Vice President
Chuck Johnson
vicepresident@wabjdc.org
Before bringing his uniquely personable writing style and informative substance to the boxing beat, Johnson covered major league baseball for 18 years with the nation's newspaper, highlighted by frequent exclusive interviews with some of the game's most controversial and least accessible stars, including Barry Bonds, Albert Belle and Jose Canseco. He is a Hall of Fame-voting member of both the Baseball Writers' Association of America and the Boxing Writers Association of America.
Prior to joining USA TODAY in February 1988, he was a sports writer and columnist for nearly 13 years at the Flint (Mich.) Journal where he was the Detroit Pistons and NBA beat writer for Booth Newspapers. He also covered boxing for Booth's eight-paper chain of Michigan dailies, reporting on the Thomas Hearns-Sugar Ray Leonard welterweight showdown in 1981 among other major fights during Detroit's renaissance as a boxing hotbed in the 80s.

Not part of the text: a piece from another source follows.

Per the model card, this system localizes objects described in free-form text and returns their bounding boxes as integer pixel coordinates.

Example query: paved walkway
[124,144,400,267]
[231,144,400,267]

Johnson is the founding president of the former Mid-Michigan Association of Black Journalists and is a long-time active member of the National Association of Black Journalists. His body of work earned him recognition as the 2000 Sports Journalist of the Year by the NABJ Sports Task Force, of which he has served multiple terms on the board as parliamentarian and sergeant at arms. He is in his first term as vice president of NABJ's Washington chapter.
Johnson made his movie debut in 2006, portraying himself as a boxing writer in Rocky Balboa. In 2008, he was inducted into the State News Alumni Association Hall of Fame in honor of his illustrious career since writing four years as a staffer for Michigan State University's student newspaper. He lives in Temple Hills, Md. and is the father of two children, daughter Janay, 19, and son Julius, 15.